Il ritorno dello Stato banchiere
01/07/2016 Dopo una lunga stagione di liberalizzazioni e privatizzazioni le aziende del credito italiane tornano sotto l'ombrello pubblico. Complice una crisi da cui non riescono a trascinarsi fuori
In questi giorni le Borse di tutto il mondo sembrano accanirsi particolarmente con i titoli bancari, bruciando miliardi su miliardi. La fragilità del sistema si deve anche al fatto che il costo del denaro non è mai stato così basso e dunque diventa difficile guadagnarci per chi lo vende alle imprese e ai clienti, come fanno in definitiva le banche. Il resto lo fanno i duecento miliardi di debiti “incagliati”, ovvero non recuperabili, oltre ai titoli di stato nella pancia degli istituti di credito. Il governatore della Bce Draghi sta facendo molto acquistando sul mercato secondario i titoli di stato e immettendo denaro nel sistema bancario, con lo scopo di prestarlo alle aziende. Ma il cavallo, come si dice in economia, “non beve”, le imprese non accedono al credito. Forse qualcosa potrà fare anche il già citato Atlante, che immette altro denaro pubblico per permettere alle banche di "disincagliare" molti dei loro crediti.
Ma la novità più ecltante è un'altra: il Governo - tra conferme e smentite - sarebbe pronto a entrare direttamente nel capitale degli istituti di credito, divenendo azionista. Così facendo l’orologio della storia della finanza farebbe un salto di ottant’anni. Fu un’altra recessione a portare a questo genere di soluzione, quella successiva la crollo di Wall Street del ‘29. Di fronte alle file di disoccupati i Governi di allora si resero conto che la “mano invisibile” dei mercati non era in grado di gestire qualunque tempesta finanziaria: occorrevano pubblici poteri e un intervento diretto dello Stato. La legge bancaria italiana del 1936 si basa proprio sulla nazionalizzazione delle banche attraverso l’Iri e una visione dirigistica del credito.
Lo Stato banchiere doveva avere carattere temporaneo, e invece venne mantenuto anche in tutta la Prima Repubblica (la nostra Costituzione contempla tranquillamente il sistema misto pubblico-privato), fino al 1992, quando anche le tre banche di interesse nazionale (Banco di Roma, Credito italiano e la Banca Commerciale di Cuccia e Mattioli) divennero private e la “foresta pietrificata” del credito, come la chiamava l’allora primo ministro Giuliano Amato, cominciò una serie di fusioni che portarono all’attuale assetto. Le banche dovevano continuare a non fallire mai, a parte qualche eccezione (la Banca Privata di Sindona, il banco Ambrosiano di Calvi). Ma doveva proseguire anche il processo di liberalizzazione del sistema bancario, parallelamente a quello di integrazione europea.
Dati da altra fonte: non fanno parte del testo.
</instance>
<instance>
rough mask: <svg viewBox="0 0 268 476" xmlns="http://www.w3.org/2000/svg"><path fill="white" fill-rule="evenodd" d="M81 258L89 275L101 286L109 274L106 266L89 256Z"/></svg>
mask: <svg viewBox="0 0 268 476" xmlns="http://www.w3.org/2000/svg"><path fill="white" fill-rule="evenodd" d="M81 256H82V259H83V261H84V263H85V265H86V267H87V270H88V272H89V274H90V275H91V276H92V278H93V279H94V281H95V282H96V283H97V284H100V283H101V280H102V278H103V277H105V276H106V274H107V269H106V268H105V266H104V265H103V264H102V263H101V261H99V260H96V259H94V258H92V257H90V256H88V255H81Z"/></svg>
Dopo un abbondante uso di fondi di Stato da parte della Germania nei confronti delle sue banche, cariche di titoli spazzatura per la crisi dei “subprime”, dalla fine del 2014 è arrivata la direttiva Brrd, recepita dall’Italia a novembre 2015, che vieta agli Stati di risolvere le crisi bancarie. L’Europa chiudeva le stalle dopo che erano scappati i buoi tedeschi. La direttiva ha introdotto il famoso “bail in”: il salvataggio interno, scaricato sugli azionisti, poi sugli obbligazionisti e se necessario anche sui depositanti sopra la soglia dei 100.000 euro. E’ il metodo che il Governo italiano ha dovuto adoperare per Banca Etruria e le altre banche finite in dissesto.
Tutto questo per evitare che il salvataggio delle banche finisse per pesare sulle spalle dei contribuenti, danneggiando per concorrenza sleale le banche “sane”. Ma la situazione continua a essere gravissima e il Governo italiano ha deciso di intervenire ritornando a essere Stato banchiere, forte anche del nuovo ruolo in sede europea dopo il “distacco” del Regno Unito. La direttiva del 2014 offre qualche scappatoia in caso di “stress sistemici” e dopo una “franchigia” di circa il dieci per cento di perdite pagate da azionisti e creditori. Dunque torna lo Stato banchiere per cercare di risolvere una crisi che non si riesce a risolvere. Si torna alla “vecchia moda” della finanza pubblica per osservare un comandamento intramontabile, di ieri e di oggi: le banche non devono fallire mai. E a pagare il conto è tornato pantalone: il contribuente.